We each get a slice of pizza the size of my torso and squeeze into a corner booth. I burn my tongue on the first bite, but I don’t even care.

“Oh my god,” I moan around a mouthful. “This is the best thing I’ve ever tasted.”

“Control yourself, Pippa Fairfax. You’re making it sound indecent.”

I kick him under the table, grinning despite myself. “Shut up. You know it’s amazing.”

He takes a bite of his own, chewing thoughtfully. “Not bad.”

“Not bad?” I gape at him. “This is a religious experience. This is proof there’s a higher power. This is …”

He cuts me off by stealing the crust from my plate.

“Hey, get another, you greedy guts,” I scold.

Then I have to laugh. His expression. And just like that, the earlier tension in my chest melts away. For a moment, it’s just us with pizza sauce on our fingers, the neon lights still flickering faintly through the window.

My phone buzzes on the table, announcing I have a text message. I glance down, expecting it to be Sandra or Lucy demanding updates. But the name flashing on the screen makes my stomach dip. George. I read the message without picking the cell phone up. The message is short.

Your mother said you are in New York. I miss you. Come home soon. Please.

There’s even a little heart emoji tagged on at the end.

For a second, I just stare at it. I have a text message from George, who once took up so much space in my head. George, whom I thought I loved with all my heart. He’s telling me exactly what I’ve wanted to hear since the day he callously broke my heart and left me to languish while he carried on with Claudia. But now, well, I can’t even remember the last time I pined for him. Certainly not once today. Not once since Rhett and I met. My thumb hovers, but the urge to reply just isn’t there. I let the screen go dark.

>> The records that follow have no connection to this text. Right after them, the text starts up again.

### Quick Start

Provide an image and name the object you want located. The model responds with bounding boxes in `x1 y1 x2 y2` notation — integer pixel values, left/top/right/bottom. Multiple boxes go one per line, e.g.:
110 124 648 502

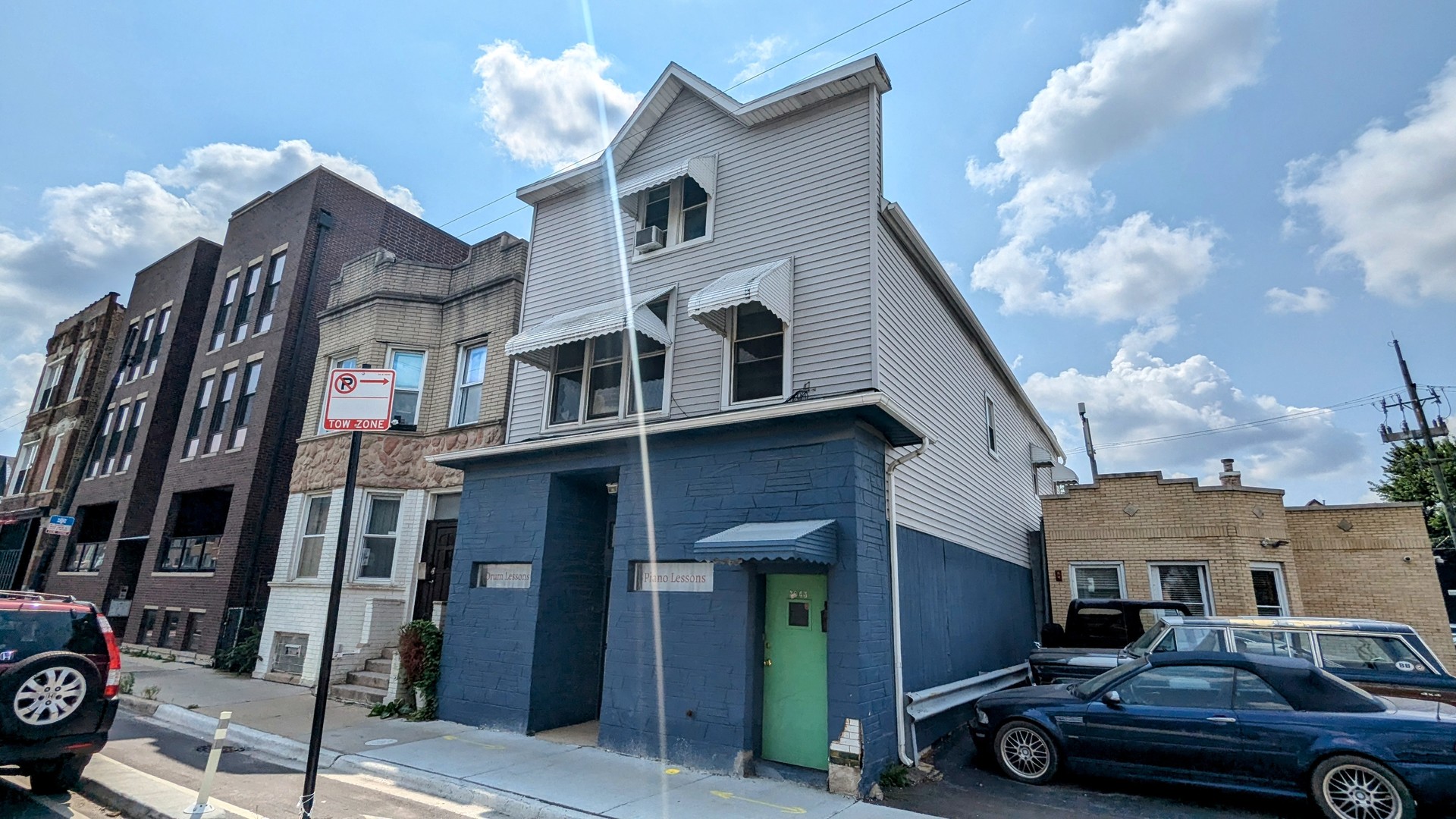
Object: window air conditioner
636 226 667 251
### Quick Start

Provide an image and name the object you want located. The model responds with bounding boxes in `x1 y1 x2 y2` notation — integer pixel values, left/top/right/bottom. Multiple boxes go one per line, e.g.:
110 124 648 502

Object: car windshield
1067 655 1128 699
1127 621 1168 657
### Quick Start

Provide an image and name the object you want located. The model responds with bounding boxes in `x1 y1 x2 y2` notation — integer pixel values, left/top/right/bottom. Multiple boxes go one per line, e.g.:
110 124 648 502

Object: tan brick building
255 233 527 698
1041 459 1456 667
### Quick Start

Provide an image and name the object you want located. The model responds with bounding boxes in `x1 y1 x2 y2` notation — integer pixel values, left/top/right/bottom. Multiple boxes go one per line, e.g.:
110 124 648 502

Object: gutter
425 391 929 469
885 438 930 768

When I glance up, Rhett is watching me. He doesn’t ask. He doesn’t need to. His mouth tilts into a grin, like he already knows the answer. I roll my eyes and take another huge bite of pizza, pretending not to notice. But warmth spreads through me anyway, as undeniable as the glittering ring on my finger.

Chapter Thirty-Five

Pippa

https://www.youtube.com/watch?v=cz0FF3vJ2TM&list=RDm5N9IHqqGcA&index=27

-Summer wine-

The longer Rhett and I linger after we have finished eating our pizza, the more the city seems to pulse around us. The neon signs look brighter now, the crowd is denser, and the hum of traffic is louder. Everything feels heightened. Maybe it’s because my body is still buzzing from adrenaline, maybe it’s because of the way Rhett keeps glancing at me when he thinks I’m not looking, like he’s checking if I’m really here, really safe.

We step back into the square, weaving our way through the throngs of people. Street performers cluster near the pedestrian zone. A breakdancing crew has claimed a patch of the pavement and is doing their thing. Spinning and flipping while a circle of onlookers claps and cheers. I find myself clapping too, caught up in the moment. Rhett leans down to murmur in my ear, his voice warm against my skin.